I never thought to ask; I never knew;
But in my simple ignorance suppose
The self-same power that brought me there, brought you.

-The Rhodora is an poem by Ralph Waldo Emerson. It is a response to the question "whence is the flower". The poem is about the rhodora, a common flowering shrub, and the beauty of this shrub in its natural setting.

"What Is Success"

To laugh often and much;
To win the respect of intelligent people and the affection of children;
To earn the appreciation of honest critics and endure the betrayal of false friends;
To appreciate beauty;
To find the best in others;
To leave the world a bit better, whether by a healthy child, a garden patch, or a redeemed social condition;
To know even one life has breathed easier because you have lived;
This is to have succeeded.

by Ralph Waldo Emerson

February 6, 2010


And a youth said, "Speak to us of Friendship."

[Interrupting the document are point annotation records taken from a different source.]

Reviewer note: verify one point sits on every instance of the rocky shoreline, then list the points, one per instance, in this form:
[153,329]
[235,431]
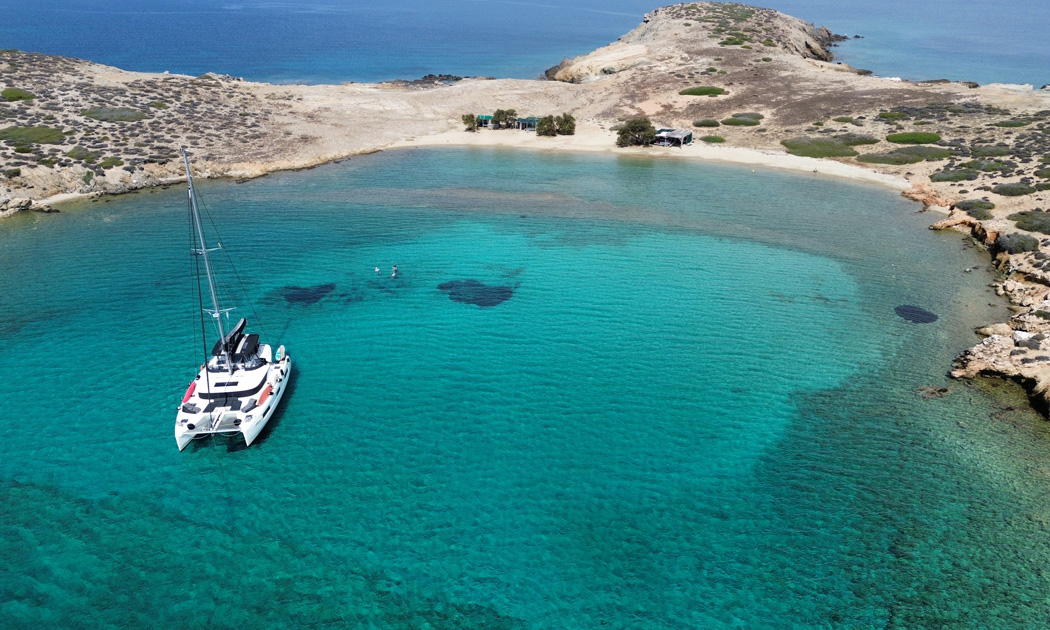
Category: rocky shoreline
[981,154]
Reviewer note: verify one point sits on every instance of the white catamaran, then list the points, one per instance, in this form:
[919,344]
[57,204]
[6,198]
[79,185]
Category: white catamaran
[242,381]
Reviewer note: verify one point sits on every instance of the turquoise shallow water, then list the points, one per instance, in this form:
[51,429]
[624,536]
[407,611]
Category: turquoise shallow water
[696,410]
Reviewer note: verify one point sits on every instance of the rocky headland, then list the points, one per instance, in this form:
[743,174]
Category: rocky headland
[753,84]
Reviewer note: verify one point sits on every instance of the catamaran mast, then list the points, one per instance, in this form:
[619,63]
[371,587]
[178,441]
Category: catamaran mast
[216,312]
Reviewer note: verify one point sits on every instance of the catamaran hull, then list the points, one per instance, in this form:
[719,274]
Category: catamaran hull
[253,429]
[248,423]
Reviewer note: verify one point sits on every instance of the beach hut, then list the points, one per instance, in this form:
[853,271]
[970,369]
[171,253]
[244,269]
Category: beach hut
[527,123]
[674,138]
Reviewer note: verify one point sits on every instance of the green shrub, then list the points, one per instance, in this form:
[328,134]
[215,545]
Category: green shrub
[1016,244]
[24,135]
[113,114]
[80,152]
[735,122]
[969,205]
[1032,221]
[979,209]
[566,124]
[988,166]
[702,90]
[546,126]
[893,116]
[914,138]
[852,140]
[817,147]
[989,150]
[636,132]
[1016,189]
[959,174]
[1013,123]
[924,152]
[14,93]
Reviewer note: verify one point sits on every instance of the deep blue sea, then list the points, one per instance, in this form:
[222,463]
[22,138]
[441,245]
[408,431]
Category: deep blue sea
[332,41]
[695,405]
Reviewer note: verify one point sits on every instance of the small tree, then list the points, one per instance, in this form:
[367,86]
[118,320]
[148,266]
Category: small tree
[504,118]
[566,124]
[636,132]
[546,126]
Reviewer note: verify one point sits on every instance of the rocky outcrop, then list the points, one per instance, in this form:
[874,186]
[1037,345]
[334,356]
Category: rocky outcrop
[926,195]
[13,206]
[963,222]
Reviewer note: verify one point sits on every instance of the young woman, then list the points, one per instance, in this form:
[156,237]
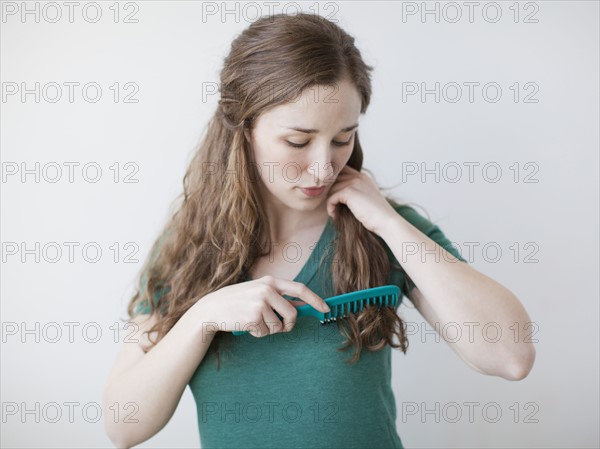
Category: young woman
[277,211]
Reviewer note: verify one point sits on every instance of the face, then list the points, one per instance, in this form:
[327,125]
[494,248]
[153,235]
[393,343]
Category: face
[312,154]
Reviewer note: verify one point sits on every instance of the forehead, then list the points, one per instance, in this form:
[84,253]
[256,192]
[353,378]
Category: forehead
[322,107]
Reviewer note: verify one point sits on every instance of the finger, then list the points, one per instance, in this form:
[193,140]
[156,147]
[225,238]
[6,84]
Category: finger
[272,321]
[259,329]
[298,290]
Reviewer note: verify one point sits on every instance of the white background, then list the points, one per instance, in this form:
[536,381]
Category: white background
[170,54]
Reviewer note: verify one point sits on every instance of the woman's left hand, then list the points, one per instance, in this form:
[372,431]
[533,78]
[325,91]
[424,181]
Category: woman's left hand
[359,192]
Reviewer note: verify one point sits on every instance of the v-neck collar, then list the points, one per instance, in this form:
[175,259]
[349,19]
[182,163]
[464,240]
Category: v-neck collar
[309,269]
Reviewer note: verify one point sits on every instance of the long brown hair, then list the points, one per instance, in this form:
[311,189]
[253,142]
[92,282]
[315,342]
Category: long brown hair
[220,228]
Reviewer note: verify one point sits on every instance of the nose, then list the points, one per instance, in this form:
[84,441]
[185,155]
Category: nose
[321,166]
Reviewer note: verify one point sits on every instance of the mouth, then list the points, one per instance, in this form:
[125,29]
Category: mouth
[312,191]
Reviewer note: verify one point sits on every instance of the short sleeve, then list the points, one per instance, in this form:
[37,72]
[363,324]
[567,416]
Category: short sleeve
[431,230]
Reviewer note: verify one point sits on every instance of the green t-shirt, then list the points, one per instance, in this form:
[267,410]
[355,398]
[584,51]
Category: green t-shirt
[295,389]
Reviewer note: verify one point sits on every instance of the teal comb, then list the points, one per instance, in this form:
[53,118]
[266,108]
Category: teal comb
[342,305]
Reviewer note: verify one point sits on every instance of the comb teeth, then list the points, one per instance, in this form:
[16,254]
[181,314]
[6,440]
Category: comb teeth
[343,305]
[348,306]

Your friend is your needs answered.

He is your field which you sow with love and reap with thanksgiving.

And he is your board and your fireside.

For you come to him with your hunger, and you seek him for peace.

When your friend speaks his mind you fear not the "nay" in your own mind, nor do you withhold the "ay."

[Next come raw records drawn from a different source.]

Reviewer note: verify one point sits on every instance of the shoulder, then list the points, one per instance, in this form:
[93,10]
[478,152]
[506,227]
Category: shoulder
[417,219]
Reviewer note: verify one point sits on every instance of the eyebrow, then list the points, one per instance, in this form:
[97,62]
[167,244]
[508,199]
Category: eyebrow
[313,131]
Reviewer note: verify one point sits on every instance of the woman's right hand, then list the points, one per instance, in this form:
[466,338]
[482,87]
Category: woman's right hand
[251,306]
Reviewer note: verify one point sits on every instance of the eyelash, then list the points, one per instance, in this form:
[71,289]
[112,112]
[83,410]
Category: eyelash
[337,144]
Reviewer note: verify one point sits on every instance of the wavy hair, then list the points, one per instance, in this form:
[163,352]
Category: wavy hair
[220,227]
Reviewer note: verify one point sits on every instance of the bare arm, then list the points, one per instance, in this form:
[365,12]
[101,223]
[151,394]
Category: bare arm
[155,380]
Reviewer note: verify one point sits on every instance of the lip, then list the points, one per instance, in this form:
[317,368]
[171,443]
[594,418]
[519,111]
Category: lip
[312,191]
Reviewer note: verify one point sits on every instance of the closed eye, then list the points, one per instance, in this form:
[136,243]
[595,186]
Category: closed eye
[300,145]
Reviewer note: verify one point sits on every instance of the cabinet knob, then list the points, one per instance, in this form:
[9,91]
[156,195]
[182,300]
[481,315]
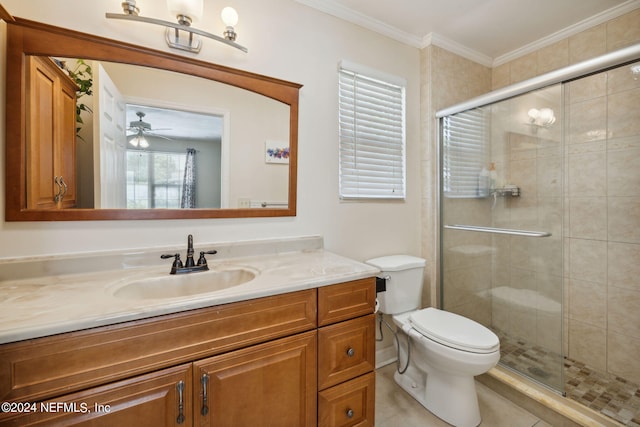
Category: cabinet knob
[204,380]
[180,388]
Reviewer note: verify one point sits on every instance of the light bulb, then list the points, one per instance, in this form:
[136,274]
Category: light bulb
[546,116]
[191,8]
[229,16]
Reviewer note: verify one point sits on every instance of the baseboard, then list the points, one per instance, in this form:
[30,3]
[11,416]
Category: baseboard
[385,356]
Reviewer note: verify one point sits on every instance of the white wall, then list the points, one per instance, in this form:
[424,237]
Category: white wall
[286,40]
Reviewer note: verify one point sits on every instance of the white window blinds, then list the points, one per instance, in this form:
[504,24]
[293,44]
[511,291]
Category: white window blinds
[372,134]
[464,154]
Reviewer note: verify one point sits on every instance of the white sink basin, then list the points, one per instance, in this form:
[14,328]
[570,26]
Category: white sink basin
[182,285]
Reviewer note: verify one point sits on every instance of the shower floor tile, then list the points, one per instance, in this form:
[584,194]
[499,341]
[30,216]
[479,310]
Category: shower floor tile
[608,394]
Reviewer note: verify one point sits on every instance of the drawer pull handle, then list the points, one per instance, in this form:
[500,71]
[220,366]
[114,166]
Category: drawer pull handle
[180,387]
[205,382]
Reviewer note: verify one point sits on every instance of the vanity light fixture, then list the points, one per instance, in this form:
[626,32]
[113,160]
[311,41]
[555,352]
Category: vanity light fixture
[181,35]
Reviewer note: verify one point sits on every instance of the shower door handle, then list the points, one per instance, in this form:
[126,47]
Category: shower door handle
[509,231]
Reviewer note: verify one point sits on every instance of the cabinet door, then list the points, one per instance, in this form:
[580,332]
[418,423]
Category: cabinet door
[66,147]
[271,384]
[41,131]
[51,136]
[162,398]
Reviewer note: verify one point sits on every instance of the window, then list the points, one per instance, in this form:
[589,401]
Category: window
[464,154]
[154,179]
[372,134]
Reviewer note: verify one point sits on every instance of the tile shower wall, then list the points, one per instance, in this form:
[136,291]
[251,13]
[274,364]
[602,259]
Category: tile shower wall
[600,228]
[446,80]
[602,196]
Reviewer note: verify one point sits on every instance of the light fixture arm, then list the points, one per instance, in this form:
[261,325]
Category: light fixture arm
[176,26]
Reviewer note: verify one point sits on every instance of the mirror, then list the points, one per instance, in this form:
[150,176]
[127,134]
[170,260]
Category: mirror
[159,137]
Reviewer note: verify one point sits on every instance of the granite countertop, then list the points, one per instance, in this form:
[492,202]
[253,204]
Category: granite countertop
[32,307]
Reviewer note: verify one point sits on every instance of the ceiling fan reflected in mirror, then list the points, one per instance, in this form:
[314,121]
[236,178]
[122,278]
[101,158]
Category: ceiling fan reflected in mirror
[140,128]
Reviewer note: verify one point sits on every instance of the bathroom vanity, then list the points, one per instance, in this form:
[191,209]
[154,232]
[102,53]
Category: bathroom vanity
[294,350]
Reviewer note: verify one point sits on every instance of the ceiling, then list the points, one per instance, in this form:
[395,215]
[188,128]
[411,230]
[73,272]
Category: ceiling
[486,29]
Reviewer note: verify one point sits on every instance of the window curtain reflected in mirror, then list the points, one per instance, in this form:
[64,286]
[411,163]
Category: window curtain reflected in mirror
[189,181]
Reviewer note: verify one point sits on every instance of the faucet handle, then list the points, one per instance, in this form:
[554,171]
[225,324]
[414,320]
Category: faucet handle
[177,262]
[202,260]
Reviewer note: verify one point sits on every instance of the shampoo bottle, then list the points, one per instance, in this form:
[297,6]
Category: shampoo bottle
[483,183]
[493,176]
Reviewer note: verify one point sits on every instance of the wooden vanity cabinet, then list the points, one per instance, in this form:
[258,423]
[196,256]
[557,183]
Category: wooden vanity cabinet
[51,135]
[255,362]
[346,354]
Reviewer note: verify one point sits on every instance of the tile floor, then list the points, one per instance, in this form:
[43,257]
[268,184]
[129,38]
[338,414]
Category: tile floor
[610,395]
[394,407]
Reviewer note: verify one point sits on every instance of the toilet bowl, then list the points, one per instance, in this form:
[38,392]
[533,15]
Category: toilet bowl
[443,350]
[447,351]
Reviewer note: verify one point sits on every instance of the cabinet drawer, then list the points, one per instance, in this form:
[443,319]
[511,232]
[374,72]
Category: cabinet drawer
[346,300]
[348,404]
[59,364]
[346,350]
[266,385]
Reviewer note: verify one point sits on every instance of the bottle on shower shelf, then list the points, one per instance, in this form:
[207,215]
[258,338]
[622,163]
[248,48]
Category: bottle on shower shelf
[493,177]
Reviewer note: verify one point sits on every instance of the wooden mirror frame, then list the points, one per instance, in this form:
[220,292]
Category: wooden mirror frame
[26,37]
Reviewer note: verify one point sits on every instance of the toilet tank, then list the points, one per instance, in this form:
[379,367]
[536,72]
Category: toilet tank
[404,282]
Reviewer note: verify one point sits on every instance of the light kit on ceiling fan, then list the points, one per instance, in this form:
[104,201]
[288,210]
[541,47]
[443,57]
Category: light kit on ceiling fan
[181,35]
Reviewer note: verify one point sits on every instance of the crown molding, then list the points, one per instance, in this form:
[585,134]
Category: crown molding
[335,9]
[339,11]
[457,48]
[574,29]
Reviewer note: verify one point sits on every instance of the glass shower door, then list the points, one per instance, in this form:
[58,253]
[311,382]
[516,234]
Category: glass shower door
[501,217]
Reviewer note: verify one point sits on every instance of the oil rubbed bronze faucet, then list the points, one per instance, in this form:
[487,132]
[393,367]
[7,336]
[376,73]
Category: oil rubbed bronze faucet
[190,266]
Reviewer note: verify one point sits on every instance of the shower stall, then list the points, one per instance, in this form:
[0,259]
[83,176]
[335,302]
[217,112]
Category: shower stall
[540,226]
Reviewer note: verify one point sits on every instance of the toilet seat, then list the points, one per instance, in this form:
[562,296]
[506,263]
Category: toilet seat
[454,331]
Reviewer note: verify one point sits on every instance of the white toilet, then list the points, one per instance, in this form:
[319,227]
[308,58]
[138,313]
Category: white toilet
[447,350]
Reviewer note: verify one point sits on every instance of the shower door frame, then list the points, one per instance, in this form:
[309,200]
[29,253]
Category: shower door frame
[595,65]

And when he is silent your heart ceases not to listen to his heart;

For without words, in friendship, all thoughts, all desires, all expectations are born and shared, with joy that is unacclaimed.

When you part from your friend, you grieve not;

For that which you love most in him may be clearer in his absence, as the mountain to the climber is clearer from the plain.

And let there be no purpose in friendship save the deepening of the spirit.

For love that seeks aught but the disclosure of its own mystery is not love but a net cast forth: and only the unprofitable is caught.

And let your best be for your friend.

If he must know the ebb of your tide, let him know its flood also.

For what is your friend that you should seek him with hours to kill?

Seek him always with hours to live.

For it is his to fill your need, but not your emptiness.

And in the sweetness of friendship let there be laughter, and sharing of pleasures.

For in the dew of little things the heart finds its morning and is refreshed.

The poem is taken from 'The Prophet' a famous scholary work of Kahlil Gibran.


Out of the night that covers me,
Black as the pit from pole to pole,
I thank whatever gods may be
For my unconquerable soul.

In the fell clutch of circumstance
I have not winced nor cried aloud.
Under the bludgeonings of chance
My head is bloody, but unbowed.

Beyond this place of wrath and tears
Looms but the Horror of the shade,
And yet the menace of the years
Finds and shall find me unafraid.

It matters not how strait the gate,
How charged with punishments the scroll,
I am the master of my fate:
I am the captain of my soul.

"Invictus" is a short poem by the English poet William Ernest Henley (1849–1903).